Akkoord cao middelbaar onderwijs, maar bond wil meer geld zien
Na maanden onderhandelen hebben onderwijsbonden en werkgevers in het voortgezet onderwijs een akkoord bereikt over een nieuwe cao, maakte de Algemene Onderwijsbond (AOb) bekend. Maar om de problemen in het middelbaar onderwijs structureel aan te pakken is volgens de AOb veel meer geld nodig. „Als er geen investeringen komen gaan we actie voeren”, zegt AOb-bestuurder Jelmer Evers.
Overeengekomen is dat werknemers een structurele loonsverhoging krijgen van 1,8 procent. De loonsverhoging wordt met terugwerkende kracht uitgekeerd vanaf 1 januari dit jaar. Daarnaast ontvangt elke werknemer een eenmalige uitkering van 800 euro. De cao loopt tot het eind van dit jaar.
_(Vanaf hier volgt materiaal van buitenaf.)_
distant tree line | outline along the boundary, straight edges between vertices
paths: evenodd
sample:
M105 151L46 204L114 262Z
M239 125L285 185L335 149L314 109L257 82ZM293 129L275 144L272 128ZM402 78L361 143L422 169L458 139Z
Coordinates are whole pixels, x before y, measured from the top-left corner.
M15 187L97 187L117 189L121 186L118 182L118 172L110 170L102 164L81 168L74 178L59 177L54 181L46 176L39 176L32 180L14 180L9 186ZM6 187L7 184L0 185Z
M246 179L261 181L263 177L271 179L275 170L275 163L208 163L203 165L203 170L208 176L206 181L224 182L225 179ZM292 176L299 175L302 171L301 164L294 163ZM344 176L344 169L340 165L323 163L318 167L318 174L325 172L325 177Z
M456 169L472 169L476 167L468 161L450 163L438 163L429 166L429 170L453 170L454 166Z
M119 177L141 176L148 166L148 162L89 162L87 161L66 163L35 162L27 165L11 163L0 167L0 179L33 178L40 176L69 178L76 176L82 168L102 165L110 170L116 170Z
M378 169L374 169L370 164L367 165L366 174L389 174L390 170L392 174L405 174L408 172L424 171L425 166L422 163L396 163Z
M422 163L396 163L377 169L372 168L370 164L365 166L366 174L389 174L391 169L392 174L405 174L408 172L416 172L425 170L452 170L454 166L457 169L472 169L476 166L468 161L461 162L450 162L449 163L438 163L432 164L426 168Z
Volgens Evers is er vooral voor het aanpakken van de werkdruk meer geld nodig. „Er moet bijvoorbeeld echt dringend geld komen om de klassen te verkleinen, het aantal lesuren te verlagen en voor betere begeleiding en professionalisering”, zegt de vakbondsman.
De reden dat er nu een onderhandelaarsakkoord is bereikt is volgens de AOb dat werknemers al veel te lang op een loonsverhoging moesten wachten. „De energiekosten stijgen, de inflatie ook, de dure feestdagen staan voor de deur: er moest iets gebeuren”, stelt Evers.
Eerder deze week maakte de AOb ook al bekend dat er een cao-akkoord was bereikt voor het basisonderwijs. Alle medewerkers in het primair onderwijs krijgen er met terugwerkende kracht vanaf 1 januari dit jaar 2,25 procent bij.